If you taught your kid not to take candy from strangers, you should also teach them not to accept free game tokens from people online. Many scammers offer freebies such as v-bucks, free skins, followers, and so on... remember there are no free gifts. If you are offered something for free, then most likely it is a scam.

Free V-Bucks Scam



Question #5: Do you know any kids who hacked other people?

Talking points: 

Some kids hack for fun, ego, money, boredom, or just to see how far they can go. Reinforce that hacking is illegal and although it may seem fun to some, the impact of getting caught or losing your identity can be a life-changing moment.


Question #6: Do you know of kids who have sent inappropriate pictures of themselves or others?

Talking points: 

Inform or remind the kids that sending or receiving inappropriate pictures is against the law. This is considered child pornography and even kids could end up registered as sex offenders.

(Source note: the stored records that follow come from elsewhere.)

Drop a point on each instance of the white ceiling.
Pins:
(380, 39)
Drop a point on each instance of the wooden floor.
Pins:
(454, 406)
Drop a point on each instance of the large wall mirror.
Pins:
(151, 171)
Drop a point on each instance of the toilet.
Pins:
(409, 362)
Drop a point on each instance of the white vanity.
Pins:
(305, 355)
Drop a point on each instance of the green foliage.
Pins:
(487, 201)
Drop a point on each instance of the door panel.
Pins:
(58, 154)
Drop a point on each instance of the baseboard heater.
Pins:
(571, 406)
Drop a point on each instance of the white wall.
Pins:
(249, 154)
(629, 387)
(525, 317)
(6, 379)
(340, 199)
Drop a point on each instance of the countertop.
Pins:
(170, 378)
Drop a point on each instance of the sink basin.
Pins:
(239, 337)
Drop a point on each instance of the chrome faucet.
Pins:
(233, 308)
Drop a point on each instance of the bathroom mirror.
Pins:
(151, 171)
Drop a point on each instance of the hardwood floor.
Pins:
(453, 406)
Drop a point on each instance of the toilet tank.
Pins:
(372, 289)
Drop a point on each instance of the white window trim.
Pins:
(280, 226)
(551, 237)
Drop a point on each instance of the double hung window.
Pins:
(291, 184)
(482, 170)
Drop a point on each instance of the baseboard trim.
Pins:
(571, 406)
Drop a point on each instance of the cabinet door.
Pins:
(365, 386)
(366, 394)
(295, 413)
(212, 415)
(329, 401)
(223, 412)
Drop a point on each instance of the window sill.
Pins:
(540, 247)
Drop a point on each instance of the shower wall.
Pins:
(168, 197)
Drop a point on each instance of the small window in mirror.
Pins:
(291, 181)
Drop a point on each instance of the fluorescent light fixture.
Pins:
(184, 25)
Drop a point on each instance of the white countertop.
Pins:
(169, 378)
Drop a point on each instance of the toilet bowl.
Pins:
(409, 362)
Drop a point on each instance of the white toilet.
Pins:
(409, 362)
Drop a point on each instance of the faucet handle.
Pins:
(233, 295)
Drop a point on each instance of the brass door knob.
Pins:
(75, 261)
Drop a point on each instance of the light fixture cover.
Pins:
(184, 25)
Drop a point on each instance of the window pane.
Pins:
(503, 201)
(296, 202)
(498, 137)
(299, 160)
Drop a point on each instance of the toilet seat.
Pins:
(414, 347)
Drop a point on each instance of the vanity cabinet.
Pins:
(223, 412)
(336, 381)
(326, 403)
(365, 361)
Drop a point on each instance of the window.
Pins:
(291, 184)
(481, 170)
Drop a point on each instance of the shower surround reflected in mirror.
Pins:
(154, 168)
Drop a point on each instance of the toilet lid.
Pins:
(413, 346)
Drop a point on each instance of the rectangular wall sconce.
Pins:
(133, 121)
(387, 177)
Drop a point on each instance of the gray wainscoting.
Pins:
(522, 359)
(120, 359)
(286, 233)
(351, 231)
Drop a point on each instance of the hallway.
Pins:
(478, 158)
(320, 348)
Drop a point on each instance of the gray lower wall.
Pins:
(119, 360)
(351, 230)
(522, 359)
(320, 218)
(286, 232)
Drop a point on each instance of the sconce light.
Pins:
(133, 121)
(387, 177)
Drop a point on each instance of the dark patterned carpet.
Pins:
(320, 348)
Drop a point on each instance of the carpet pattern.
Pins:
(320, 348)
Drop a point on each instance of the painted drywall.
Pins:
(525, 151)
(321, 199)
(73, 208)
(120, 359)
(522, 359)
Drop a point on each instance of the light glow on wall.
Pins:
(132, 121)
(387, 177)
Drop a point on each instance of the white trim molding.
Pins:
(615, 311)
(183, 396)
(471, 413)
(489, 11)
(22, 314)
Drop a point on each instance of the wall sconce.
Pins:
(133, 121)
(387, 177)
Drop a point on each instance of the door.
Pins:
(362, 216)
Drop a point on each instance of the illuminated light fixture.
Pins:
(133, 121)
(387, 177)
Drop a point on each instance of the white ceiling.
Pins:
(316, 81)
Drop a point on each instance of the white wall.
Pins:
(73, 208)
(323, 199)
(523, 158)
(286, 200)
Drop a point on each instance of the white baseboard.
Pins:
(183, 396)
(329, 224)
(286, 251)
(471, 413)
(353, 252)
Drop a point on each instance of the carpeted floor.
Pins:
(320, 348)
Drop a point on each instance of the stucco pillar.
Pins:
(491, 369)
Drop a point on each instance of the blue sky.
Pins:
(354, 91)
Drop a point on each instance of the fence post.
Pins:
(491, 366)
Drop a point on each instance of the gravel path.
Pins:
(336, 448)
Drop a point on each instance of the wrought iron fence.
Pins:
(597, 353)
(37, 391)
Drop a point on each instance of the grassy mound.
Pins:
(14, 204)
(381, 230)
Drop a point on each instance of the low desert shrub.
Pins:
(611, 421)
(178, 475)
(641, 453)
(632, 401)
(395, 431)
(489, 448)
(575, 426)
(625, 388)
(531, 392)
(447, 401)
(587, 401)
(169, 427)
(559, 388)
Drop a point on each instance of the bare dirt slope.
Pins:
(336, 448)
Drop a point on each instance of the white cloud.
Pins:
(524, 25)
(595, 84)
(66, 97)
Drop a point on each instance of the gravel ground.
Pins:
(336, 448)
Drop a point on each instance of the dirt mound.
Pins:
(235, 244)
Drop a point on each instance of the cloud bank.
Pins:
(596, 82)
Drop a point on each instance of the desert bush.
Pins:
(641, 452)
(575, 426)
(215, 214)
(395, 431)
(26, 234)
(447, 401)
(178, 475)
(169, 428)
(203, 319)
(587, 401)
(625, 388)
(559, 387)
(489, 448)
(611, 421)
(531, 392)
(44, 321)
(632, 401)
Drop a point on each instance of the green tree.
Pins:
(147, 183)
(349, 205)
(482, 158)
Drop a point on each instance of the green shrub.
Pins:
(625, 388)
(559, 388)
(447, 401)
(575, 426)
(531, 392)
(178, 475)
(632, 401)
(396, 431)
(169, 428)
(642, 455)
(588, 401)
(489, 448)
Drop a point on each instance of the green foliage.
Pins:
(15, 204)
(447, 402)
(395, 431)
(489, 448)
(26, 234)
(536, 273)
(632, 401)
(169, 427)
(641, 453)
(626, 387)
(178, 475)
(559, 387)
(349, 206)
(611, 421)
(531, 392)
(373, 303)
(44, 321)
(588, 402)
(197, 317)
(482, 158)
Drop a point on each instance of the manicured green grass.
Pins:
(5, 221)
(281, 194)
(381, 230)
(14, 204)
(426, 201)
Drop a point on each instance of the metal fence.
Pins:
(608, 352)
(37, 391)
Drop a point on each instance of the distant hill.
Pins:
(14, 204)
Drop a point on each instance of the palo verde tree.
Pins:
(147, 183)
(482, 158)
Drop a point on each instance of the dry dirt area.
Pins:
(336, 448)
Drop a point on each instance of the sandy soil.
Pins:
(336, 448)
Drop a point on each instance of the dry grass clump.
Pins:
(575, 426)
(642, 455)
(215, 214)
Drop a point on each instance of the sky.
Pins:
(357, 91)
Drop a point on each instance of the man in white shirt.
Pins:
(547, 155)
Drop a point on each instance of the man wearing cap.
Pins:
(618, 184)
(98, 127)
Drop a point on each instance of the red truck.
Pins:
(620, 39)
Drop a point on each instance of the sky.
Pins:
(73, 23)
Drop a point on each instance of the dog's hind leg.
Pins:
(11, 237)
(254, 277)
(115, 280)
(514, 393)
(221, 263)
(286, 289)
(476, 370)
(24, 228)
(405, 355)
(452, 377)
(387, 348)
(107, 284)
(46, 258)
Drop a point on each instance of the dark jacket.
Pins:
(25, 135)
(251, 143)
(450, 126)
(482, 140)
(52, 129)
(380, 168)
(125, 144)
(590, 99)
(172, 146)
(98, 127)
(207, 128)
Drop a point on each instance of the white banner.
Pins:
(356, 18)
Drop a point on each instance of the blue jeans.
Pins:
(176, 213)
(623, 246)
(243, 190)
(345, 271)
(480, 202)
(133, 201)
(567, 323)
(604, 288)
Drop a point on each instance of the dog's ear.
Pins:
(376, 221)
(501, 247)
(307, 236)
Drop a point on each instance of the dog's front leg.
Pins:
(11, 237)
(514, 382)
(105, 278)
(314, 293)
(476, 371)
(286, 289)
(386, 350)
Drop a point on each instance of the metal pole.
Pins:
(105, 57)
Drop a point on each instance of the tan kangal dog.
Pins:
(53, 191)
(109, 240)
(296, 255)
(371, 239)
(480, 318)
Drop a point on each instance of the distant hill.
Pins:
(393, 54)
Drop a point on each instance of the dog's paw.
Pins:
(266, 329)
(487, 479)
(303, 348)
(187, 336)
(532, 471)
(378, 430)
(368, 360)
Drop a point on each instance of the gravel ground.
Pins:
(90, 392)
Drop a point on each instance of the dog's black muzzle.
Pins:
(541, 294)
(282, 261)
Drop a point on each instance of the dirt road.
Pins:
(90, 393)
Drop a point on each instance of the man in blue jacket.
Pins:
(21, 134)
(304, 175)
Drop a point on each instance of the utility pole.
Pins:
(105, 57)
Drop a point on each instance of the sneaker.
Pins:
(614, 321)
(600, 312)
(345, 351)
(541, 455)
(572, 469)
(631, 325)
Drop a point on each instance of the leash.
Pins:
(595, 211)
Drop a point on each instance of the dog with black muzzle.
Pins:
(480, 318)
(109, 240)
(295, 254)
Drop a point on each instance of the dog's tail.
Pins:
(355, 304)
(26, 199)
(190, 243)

Question #7: Do you chat with others while gaming? 

Talking points: 

You will be surprised but many apps have chat built into them,  even apps like Roblox or others that are very popular among younger kids.

Question #8: Do you know gamers who use cheats? Is that hacking?

Talking points: 

a) Sometimes cheats can come with extras, like viruses, and can be used to steal your information and or identity.
b) If the cheat provides a gamer with something that should normally be paid for, then it is unethical and possibly illegal.

Question #9: If you think you are being hacked or scammed should you report it? And to who?

Talking points: 

If you think you are being hacked or scammed you should notify your parent(s) or teacher immediately. Once a cyber criminal has access to your device it is easier for them to hack the school, home, or parent's work computer.